Case Studies

Delivery examples from digital transformation, AI and workflow improvement.

We publish client stories only when the details are approved. Until then, ExIQ can talk through relevant experience directly and match it to your operating context.
Abstract delivery board showing project cards, milestones, and outcome connections.
AI strategy to implementation

From scattered AI interest to a governed portfolio

A common pattern is helping a leadership team move from ad hoc AI experiments to a ranked set of use cases with owners, value hypotheses, data dependencies, risk tiers, and first-release decisions. The useful evidence is not the number of ideas generated; it is which workflows are ready to implement, which should wait, and which controls are needed before production use.

Workflow automation

Turning inbox and spreadsheet work into visible flow

Many operating teams lose capacity to repeated status chasing, document checking, approval follow-up, and manual reporting. A practical delivery example might redesign one intake, exception, or reporting workflow so the trigger, owner, queue, source record, escalation path, and measure are visible before automation is added.

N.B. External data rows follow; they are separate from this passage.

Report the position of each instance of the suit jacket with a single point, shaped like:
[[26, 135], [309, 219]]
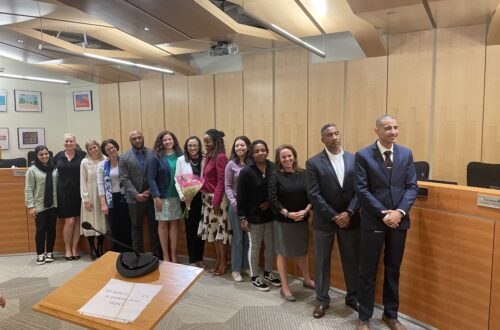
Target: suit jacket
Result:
[[326, 194], [133, 179], [377, 190]]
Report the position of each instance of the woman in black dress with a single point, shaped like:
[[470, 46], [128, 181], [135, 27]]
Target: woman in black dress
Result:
[[288, 198], [69, 201]]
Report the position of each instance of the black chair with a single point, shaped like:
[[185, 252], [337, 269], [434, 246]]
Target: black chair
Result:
[[17, 162], [483, 175], [422, 168], [32, 156]]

Voice AI and service operations

Reducing missed interactions without weakening human service

Voice AI can be useful where calls, bookings, routing, reminders, or after-hours capture create avoidable load. The safe version defines disclosure, privacy, transcript review, escalation language, and the point where a person takes over. The measured outcome is cleaner service flow, not a voice bot for its own sake.

Software and systems recovery

Resetting delivery when tools no longer match the work

Some engagements start when a platform, integration, or software project has drifted from the operating need. The first useful step is often a recovery review: what the business actually needs, which workflow is broken, which data sources matter, what the vendor assumed, and which decision will reduce risk fastest.

Baseline

Start with the operating measure before the solution.

A useful example names the pressure that existed before the work began: cycle time, backlog, missed calls, manual re-entry, quote delay, exception volume, approval wait, reporting rework, or compliance uncertainty. Without that baseline, the story can sound positive while saying very little about whether the business improved.

Controls

Show what had to be governed, integrated, or left human.

Real delivery work usually changes responsibilities as much as technology. The evidence should show who owned the workflow, which system became the source of truth, which outputs needed review, what exceptions were escalated, and what fallback existed if automation, AI, or a vendor feature performed below the agreed threshold.

Decision

End with the decision the evidence made possible.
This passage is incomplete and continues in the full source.